Besides conventional chemotherapy and radiotherapy, molecular targeted therapy such as single or multi-kinase receptors and pathways inhibitors have been widely used [10]. It prevents signalling through several molecular pathways involved in tumoral angiogenesis: vascular endothelial growth factor (VEGF) receptor 1–3, fibroblast growth factor receptor (FGFR) 1–4, platelet-derived growth factor receptor (PDGFR) α, and stem cell factor receptor (KIT) [11]. Lenvatinib is mainly used as it provides the best results and is more widely available. Immunotherapy such as Spartalizumab (a humanised monoclonal antibody that binds programmed cell death [PD-1] and blocks interaction with its ligand [PD- L1]) has also been a therapeutic option in patients with advanced ATC. Macrophages and T-cells express PD-1. The binding of PD-1 to its ligands (PD-L1 or PD-L2) inhibits cytotoxic T-cell immune response and leads to an escape of the ATC cells that express these ligands, found in up to 65–90% of ATC cells [11]. All these multimodality approaches are aimed at slowing down the disease’s rapid progression and facilitating better patient quality of life.
Conclusion
We described a rare case of anaplastic thyroid carcinoma in an elderly female who presented with a thyroid abscess.
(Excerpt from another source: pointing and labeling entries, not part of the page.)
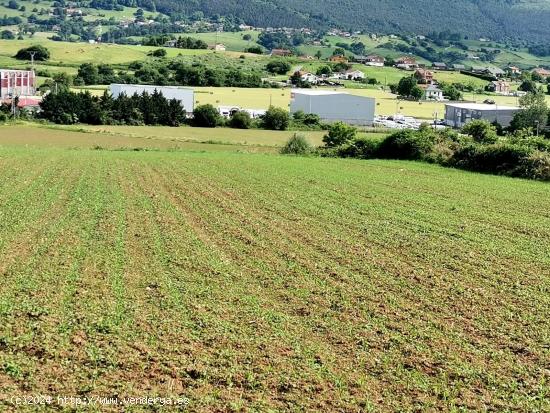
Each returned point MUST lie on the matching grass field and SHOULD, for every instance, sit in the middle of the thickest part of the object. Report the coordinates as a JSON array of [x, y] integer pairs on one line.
[[257, 282]]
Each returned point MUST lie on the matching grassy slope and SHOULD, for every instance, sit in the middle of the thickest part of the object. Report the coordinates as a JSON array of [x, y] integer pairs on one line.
[[272, 282]]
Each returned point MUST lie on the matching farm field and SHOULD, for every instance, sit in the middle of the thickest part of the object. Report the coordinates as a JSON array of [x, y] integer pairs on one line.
[[258, 282], [146, 137]]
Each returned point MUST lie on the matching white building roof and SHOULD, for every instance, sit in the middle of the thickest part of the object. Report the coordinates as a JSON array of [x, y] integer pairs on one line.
[[481, 106], [317, 92]]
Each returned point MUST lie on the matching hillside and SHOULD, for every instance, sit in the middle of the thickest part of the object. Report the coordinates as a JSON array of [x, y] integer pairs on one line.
[[498, 19], [254, 282]]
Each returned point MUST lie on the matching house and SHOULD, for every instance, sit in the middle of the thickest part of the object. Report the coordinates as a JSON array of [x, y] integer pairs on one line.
[[499, 86], [375, 60], [338, 59], [333, 106], [17, 83], [424, 76], [542, 72], [513, 70], [459, 114], [432, 92], [308, 77], [281, 52], [218, 47], [406, 63], [352, 75]]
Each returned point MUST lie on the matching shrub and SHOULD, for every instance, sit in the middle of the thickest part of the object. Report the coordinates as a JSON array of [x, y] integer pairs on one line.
[[297, 145], [157, 53], [362, 148], [498, 158], [278, 67], [535, 166], [482, 131], [40, 53], [240, 120], [206, 116], [275, 119], [407, 144], [339, 134]]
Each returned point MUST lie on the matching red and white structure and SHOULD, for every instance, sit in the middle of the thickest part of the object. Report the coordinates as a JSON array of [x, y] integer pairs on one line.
[[17, 83]]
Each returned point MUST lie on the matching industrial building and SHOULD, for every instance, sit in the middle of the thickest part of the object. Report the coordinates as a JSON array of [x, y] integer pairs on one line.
[[332, 106], [459, 114], [17, 83], [185, 95]]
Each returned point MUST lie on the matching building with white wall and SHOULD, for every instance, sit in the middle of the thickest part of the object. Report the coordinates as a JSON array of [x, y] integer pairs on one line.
[[332, 106], [17, 83]]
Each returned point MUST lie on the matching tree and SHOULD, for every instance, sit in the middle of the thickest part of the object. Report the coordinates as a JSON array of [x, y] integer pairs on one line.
[[276, 119], [405, 86], [481, 130], [7, 35], [89, 73], [339, 134], [240, 120], [278, 67], [528, 86], [206, 116], [40, 53], [157, 53], [416, 92], [296, 145], [324, 70], [534, 113]]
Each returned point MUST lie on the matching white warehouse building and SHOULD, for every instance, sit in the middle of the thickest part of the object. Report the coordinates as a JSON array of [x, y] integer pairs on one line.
[[185, 95], [332, 106], [459, 114]]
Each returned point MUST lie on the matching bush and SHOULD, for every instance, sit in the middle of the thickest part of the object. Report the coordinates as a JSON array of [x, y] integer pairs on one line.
[[40, 53], [482, 131], [206, 116], [505, 159], [278, 67], [240, 120], [157, 53], [407, 144], [276, 119], [297, 145], [361, 148], [535, 166], [339, 134]]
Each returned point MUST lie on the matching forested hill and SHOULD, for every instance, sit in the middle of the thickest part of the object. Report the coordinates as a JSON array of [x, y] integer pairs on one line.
[[498, 19]]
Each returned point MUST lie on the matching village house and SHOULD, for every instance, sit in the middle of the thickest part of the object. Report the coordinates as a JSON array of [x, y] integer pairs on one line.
[[424, 76], [406, 63], [281, 52], [542, 72], [350, 75], [513, 70], [499, 86], [375, 60], [218, 47], [338, 59], [432, 92]]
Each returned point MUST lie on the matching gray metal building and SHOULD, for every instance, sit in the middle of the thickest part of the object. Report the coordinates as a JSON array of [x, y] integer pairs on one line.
[[185, 95], [459, 114], [332, 106]]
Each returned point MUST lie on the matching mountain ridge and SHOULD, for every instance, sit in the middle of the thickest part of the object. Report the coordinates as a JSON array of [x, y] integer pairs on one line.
[[498, 19]]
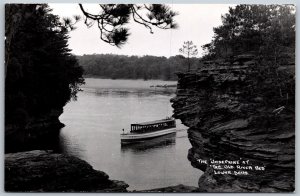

With early surgery, radiotherapy and chemotherapy, multimodality treatment is recommended for ATC. Apart from conventional chemotherapy and radiotherapy, molecular targeted therapy and immunotherapy have been widely used. Although the multimodality approach provides better overall survival, an aggressive treatment, especially in palliative cases, may hinder the patient’s quality of life due to risks of side effects and complications.
Funding
None.
Declarations
Ethics Approval and Consent to Participate
Research involving human participants.
Informed Consent
Informed consent was obtained from the patient’next of kin.
Conflict of Interest
All authors have no conflict of interest.